The area where the second highest number of cannabis set-ups was found in 2014/15 was the Barnfield, Peel and Woodnook area.
Barnfield ward councillor Tony Dobson believes the residents are now better able to spot the ‘telltale signs’ of cannabis production. He said: “I think there’s a lot more public awareness now. At residents’ meetings in the past it was never mentioned but people now know what to look for.
“They are looking at houses that are getting half a dozen visitors between 6pm and 8pm every day and where people never stay in the houses and just make a quick 20-second stop.
“People are starting to recognise the telltale signs and it’s a combined effort between more cohesive work with residents and police.”
'Because of its distinctive and powerful smell, it's very difficult to disguise'
Hyndburn police said the doubling of cannabis farms detected in the last year is probably a combination of higher production as well as public awareness.
The Neighbourhood Policing Team said the ‘overwhelming majority’ of drugs factory discoveries come from tip-offs from members of the public.
A spokesman said: “Cannabis production within communities is likely to have increased in recent times.
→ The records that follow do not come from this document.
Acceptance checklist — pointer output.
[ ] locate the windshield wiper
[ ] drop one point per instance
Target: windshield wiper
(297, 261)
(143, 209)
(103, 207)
This may be because there is a greater demand for the substance or it may be seen as economically viable in austere times to take the risk of producing it.
“However, because of its distinctive and powerful smell, it is very difficult to disguise the growing of cannabis, particularly in residential areas and those taking part in this illegal activity will find that we will act on information passed to us to disrupt and ultimately prevent those involved in the drugs trade from operating on our streets.
“They will sometimes detect it by its distinctive smell or by other means, such as people coming and going more frequently than normal or by the lighting or heating equipment used.
“Cannabis can have lasting physical and mental health effects on users as well as having a negative effect on our communities and fuelling other crime and we are determined to tackle that.”